Der Eigentümer dieses Grundstücks verlangte den Rückschnitt der Eiben und Thujen. Im rückwärtigen Bereich würden diese sein Grundstück massiv verschatten. Der Boden an der Grundstücksgrenze versauere auf Grund der herab fallenden Nadeln, so dass auch das Gras nicht mehr wachse. Gehwegplatten würden durch die Wurzeln angehoben, ein Betonstein der Einfassung der Einfahrt sei auch schon betroffen. Zwischen Gartentorsäule und Mauer habe sich ein tiefer Spalt gebildet. Außerdem wolle man eine weitere Terrasse errichten, was auf Grund der Wurzeln nicht möglich sei.

Der Nachbar weigerte sich die Pflanzen zu kappen. Schließlich stünden die Pflanzen hinter der Schutzwand. Es kam zu einem erfolglosen Schlichtungsverfahren.

Der Richter des AG München verurteilte den einen Nachbarn dazu, die Eiben und Thujen auf die Höhe des bestehenden Sichtschutzzaunes zurückzuschneiden und die eingedrungenen Wurzeln zu entfernen. Der Kläger habe einen Anspruch auf Rückschnitt der Pflanzen. Zwar gelte der gesetzlich geregelte Mindestabstand zur Grundstücksgrenze von 50 cm bzw. von 2 m bei einer Pflanzenhöhe von über 2 m nicht, wenn sich die Pflanzen hinter einer Mauer oder dichten Einfriedung befänden. Dies gelte aber nur, wenn die Pflanzen die Sichtschutzwand nur unerheblich überragten. Die Frage, ab welchem Maß ein erhebliches Überschreiten angenommen werden müsse, sei nach dem Sinn und Zweck der Vorschrift zu beantworten. Der Gesetzgeber sei davon ausgegangen, dass von Pflanzen, die lediglich die gleiche Höhe wie die Einfriedung aufweisen, keine nennenswerten Beeinträchtigungen für das Nachbargrundstück ausgehen könnten. Ein unerhebliches Übersteigen sei daher dann anzunehmen, wenn infolge der größeren Höhe ebenfalls keine Beeinträchtigungen zu erwarten seien.

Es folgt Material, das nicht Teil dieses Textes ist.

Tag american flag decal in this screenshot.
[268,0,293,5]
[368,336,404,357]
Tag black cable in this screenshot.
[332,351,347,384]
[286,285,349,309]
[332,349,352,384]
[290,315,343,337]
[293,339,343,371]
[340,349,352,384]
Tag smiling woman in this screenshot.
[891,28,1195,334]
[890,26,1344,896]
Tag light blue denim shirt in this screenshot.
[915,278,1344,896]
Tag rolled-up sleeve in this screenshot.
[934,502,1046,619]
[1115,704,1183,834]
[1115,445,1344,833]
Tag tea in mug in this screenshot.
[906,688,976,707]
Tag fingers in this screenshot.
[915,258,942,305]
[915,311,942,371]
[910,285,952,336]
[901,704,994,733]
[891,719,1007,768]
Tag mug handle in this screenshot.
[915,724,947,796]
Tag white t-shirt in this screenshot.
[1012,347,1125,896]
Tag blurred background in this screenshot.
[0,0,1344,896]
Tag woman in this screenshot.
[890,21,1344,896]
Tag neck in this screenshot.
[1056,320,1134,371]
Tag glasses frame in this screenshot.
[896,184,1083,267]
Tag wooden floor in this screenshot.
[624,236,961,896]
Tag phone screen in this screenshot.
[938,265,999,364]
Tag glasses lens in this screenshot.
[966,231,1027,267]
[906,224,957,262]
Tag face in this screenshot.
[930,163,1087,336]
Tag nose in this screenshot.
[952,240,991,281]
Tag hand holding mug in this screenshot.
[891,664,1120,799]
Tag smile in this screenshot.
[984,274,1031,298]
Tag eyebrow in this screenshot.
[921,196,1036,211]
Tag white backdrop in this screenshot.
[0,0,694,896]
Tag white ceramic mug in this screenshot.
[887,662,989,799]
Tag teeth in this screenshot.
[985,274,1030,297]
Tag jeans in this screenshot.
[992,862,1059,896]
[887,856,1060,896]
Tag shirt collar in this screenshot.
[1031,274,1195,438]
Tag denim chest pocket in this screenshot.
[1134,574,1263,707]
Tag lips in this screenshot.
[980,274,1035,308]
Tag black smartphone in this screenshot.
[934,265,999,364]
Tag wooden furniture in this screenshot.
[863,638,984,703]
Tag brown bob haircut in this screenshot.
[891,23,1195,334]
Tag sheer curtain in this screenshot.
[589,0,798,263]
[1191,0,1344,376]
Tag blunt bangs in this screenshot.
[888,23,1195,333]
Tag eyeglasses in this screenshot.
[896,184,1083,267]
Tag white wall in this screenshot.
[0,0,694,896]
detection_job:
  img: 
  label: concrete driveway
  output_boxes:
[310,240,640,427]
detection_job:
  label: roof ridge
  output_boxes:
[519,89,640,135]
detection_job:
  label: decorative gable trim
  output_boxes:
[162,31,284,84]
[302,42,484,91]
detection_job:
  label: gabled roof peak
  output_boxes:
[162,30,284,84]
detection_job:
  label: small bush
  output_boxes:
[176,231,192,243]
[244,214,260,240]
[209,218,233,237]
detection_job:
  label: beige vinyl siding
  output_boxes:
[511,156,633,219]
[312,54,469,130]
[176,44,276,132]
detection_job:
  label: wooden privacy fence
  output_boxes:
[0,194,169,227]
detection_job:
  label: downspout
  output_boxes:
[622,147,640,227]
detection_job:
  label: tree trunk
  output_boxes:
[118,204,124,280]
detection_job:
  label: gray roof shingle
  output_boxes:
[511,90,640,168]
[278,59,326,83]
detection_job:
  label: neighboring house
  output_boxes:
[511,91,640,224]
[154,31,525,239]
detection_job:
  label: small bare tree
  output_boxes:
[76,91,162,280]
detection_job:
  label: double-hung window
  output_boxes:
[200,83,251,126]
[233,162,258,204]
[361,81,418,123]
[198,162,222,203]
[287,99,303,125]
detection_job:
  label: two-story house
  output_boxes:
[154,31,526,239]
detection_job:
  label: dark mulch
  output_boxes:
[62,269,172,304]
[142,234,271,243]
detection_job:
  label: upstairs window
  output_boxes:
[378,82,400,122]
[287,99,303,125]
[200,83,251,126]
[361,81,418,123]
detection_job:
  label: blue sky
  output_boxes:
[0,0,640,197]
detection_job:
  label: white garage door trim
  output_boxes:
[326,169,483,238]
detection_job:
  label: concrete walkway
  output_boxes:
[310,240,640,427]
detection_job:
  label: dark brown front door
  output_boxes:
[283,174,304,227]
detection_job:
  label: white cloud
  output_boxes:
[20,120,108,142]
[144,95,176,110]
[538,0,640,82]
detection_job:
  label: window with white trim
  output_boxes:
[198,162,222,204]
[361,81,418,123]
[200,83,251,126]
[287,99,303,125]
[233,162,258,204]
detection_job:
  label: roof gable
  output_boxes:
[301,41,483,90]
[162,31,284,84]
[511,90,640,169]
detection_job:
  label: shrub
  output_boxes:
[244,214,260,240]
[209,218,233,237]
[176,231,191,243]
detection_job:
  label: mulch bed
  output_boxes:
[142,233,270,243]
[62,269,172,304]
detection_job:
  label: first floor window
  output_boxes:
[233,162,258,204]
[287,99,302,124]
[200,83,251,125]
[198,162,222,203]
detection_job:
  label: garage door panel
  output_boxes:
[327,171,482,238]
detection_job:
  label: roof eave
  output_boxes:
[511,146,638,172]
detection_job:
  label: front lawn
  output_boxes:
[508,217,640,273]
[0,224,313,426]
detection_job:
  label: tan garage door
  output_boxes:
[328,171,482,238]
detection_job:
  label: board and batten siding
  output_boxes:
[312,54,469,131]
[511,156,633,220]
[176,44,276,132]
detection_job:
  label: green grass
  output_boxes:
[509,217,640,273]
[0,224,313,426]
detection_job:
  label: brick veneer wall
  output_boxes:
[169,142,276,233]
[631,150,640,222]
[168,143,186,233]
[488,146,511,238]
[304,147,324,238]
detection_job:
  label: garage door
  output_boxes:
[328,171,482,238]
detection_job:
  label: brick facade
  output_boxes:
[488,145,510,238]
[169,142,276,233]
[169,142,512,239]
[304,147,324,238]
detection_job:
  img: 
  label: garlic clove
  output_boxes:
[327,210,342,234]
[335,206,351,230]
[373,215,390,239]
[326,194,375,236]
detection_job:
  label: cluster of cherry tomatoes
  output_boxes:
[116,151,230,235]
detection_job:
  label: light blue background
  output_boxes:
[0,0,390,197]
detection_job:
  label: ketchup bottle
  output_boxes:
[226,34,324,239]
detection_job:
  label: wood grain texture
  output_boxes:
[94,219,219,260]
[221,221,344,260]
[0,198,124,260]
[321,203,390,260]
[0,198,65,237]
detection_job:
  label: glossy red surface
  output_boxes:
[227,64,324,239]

Vorliegend habe die Beweisaufnahme allerdings ergeben, dass die Pflanzen zum einen mehr als 20 cm höher als die Einfriedung seien. Der Sachverständige habe zudem auch dargelegt, dass mit Beeinträchtigungen, insbesondere mit Nadelbefall, der den Boden schädigen könne, zu rechnen sei. Es sei daher von einer erheblichen Überschreitung auszugehen.

Der Kläger hat im Ergebnis nur einen Anspruch auf Rückschnitt bis zur Höhe der Sichtschutzwand und auf das Zurückschneiden der Wurzeln, da bereits Beeinträchtigungen wie das Anheben von Platten festzustellen sei.